Exceeding expectations and clustering uncertain data

  • Authors:
  • Sudipto Guha;Kamesh Munagala

  • Affiliations:
  • University of Pennsylvania, Philadelphia, PA, USA;Duke University, Durham, NC, USA

  • Venue:
  • Proceedings of the twenty-eighth ACM SIGMOD-SIGACT-SIGART symposium on Principles of database systems
  • Year:
  • 2009

Quantified Score

Hi-index 0.00

Visualization

Abstract

Database technology is playing an increasingly important role in understanding and solving large-scale and complex scientific and societal problems and phenomena, for instance, understanding biological networks, climate modeling, electronic markets, etc. In these settings, uncertainty or imprecise information is a pervasive issue that becomes a serious impediment to understanding and effectively utilizing such systems. Clustering is one of the key problems in this context. In this paper we focus on the problem of clustering, specifically the k-center problem. Since the problem is NP-Hard in deterministic setting, a natural avenue is to consider approximation algorithms with a bounded performance ratio. In an earlier paper Cormode and McGregor had considered certain variants of this problem, but failed to provide approximations that preserved the number of centers.
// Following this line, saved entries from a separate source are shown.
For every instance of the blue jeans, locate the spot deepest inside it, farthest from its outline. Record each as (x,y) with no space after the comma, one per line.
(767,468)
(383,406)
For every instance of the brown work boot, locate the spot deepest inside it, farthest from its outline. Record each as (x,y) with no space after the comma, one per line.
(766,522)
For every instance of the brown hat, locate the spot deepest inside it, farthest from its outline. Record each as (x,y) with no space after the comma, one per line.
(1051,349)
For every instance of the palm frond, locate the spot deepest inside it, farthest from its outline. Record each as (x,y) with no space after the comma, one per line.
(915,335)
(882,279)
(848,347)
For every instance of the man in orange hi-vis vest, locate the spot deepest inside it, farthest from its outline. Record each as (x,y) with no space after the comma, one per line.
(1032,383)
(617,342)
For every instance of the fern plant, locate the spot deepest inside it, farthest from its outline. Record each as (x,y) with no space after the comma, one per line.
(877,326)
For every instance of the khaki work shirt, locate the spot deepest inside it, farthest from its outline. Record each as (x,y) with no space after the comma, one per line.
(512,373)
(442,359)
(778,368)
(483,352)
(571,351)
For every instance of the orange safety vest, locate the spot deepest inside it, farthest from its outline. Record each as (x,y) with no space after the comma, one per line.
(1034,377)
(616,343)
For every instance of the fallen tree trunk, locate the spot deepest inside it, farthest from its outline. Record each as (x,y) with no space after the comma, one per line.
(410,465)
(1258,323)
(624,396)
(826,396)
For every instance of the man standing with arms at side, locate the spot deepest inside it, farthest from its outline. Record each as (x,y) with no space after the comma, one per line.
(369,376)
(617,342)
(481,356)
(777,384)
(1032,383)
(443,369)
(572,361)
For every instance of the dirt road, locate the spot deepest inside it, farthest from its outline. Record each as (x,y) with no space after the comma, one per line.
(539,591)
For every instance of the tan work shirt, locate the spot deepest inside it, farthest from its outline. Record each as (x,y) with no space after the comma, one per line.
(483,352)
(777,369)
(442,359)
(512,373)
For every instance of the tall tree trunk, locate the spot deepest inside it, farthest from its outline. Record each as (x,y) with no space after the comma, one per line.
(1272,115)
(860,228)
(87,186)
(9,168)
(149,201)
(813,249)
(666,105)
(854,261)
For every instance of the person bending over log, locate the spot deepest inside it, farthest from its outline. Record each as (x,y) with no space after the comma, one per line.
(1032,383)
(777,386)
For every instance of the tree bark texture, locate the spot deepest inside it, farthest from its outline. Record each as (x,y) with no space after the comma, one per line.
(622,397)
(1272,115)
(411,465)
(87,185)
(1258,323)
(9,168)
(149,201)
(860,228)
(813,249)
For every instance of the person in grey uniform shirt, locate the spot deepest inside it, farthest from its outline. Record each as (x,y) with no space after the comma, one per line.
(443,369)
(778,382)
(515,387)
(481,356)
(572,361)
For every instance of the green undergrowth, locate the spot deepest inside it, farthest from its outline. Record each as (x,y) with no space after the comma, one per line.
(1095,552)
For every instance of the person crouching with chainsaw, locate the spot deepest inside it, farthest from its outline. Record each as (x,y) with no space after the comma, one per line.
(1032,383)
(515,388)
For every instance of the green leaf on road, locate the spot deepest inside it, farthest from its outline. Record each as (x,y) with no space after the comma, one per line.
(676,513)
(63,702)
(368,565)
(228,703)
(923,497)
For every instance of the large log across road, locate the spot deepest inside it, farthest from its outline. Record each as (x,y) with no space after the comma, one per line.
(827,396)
In this paper we remedy the situation and provide true approximation algorithms for a wider class of these problems. However, the key aspect of this paper is to devise general techniques for optimization under uncertainty. We show that a particular formulation which uses the contribution of a random variable above its expectation is useful in this context. We believe these techniques will find wider applications in optimization under uncertainty.